Love Bites: Food as a love language

This month's columnist explores how her relationship with her mother is articulated through food

Article by Josie Gaitens | 07 Feb 2020
  • Food News August

I am visiting home and my mother and I are not speaking. This is not unusual. For years our relationship has been liberally peppered with intense emotional disruptions. But I know things are changing for the better when she calls me from town. I text my worried friends:

“Things are okay now.”

“Good! What happened? Did she apologise?”

“Kind of. She bought me a steak.”

It’s hard to explain to those who haven’t experienced food as a love language. To some people, eating is no different from breathing.
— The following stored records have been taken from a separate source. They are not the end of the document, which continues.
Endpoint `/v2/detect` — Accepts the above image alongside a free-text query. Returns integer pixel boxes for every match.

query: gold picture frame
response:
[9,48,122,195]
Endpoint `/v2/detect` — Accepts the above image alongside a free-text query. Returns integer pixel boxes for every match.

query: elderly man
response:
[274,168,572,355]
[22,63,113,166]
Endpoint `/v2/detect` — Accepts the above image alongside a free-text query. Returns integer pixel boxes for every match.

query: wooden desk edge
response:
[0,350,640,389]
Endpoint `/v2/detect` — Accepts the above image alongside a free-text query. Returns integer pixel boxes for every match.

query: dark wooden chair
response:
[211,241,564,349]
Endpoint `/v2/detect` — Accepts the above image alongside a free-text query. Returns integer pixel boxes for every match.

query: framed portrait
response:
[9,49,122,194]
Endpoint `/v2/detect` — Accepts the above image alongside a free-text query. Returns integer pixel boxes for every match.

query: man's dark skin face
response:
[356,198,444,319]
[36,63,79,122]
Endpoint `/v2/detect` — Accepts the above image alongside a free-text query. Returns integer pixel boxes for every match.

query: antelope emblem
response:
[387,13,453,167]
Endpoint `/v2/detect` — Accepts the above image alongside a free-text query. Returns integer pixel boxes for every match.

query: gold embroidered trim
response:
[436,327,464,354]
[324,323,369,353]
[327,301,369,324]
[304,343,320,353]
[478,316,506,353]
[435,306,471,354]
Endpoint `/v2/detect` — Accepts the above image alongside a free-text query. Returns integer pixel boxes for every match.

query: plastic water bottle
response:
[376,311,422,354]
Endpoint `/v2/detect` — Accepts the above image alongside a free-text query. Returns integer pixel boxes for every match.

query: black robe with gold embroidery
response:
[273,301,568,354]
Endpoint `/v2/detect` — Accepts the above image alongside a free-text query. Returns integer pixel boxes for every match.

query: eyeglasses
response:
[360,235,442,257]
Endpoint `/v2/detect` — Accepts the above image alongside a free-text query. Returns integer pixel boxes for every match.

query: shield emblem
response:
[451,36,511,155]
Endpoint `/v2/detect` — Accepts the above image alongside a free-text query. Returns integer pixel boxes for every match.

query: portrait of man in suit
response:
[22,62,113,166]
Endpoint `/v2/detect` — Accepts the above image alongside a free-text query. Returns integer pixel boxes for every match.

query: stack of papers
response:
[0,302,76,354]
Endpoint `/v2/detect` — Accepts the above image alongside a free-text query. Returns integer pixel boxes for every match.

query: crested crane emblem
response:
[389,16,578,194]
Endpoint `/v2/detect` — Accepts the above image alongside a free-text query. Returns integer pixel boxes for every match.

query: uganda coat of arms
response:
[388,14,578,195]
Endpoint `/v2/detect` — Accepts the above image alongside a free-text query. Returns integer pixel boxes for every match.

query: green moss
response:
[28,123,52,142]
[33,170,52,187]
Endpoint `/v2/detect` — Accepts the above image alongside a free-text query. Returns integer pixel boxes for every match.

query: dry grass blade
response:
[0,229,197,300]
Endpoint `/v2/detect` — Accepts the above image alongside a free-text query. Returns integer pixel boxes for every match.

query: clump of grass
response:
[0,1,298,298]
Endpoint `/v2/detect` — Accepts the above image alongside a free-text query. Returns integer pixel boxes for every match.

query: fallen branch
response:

My mother would rather not eat than eat to survive. Food is first and foremost a joy, a symbol of affection for one’s self or others. 

My mother feeds people and her food means things. Come, share this meal. I want for you to be nourished. Our fridge is always packed, our table groaning. She remembers every meal she’s eaten in a restaurant. When she misses me she messages me about things we will eat together. My 20th birthday card from her reads, “love you, can’t wait to eat a BIG STEAK with you!”

Of all the times my mother has loved me with food, one instance from when I was sixteen stands out. A friend’s father had just died. My childhood best friend and I sat in my kitchen, silent with grief, with my mother between us, breaking up chocolate and placing it in our mouths while we cried. Like baby birds she fed us, piece after piece. Life is tragic and awful in so many ways, but in that desperate moment she gave us all the sweetness she could find.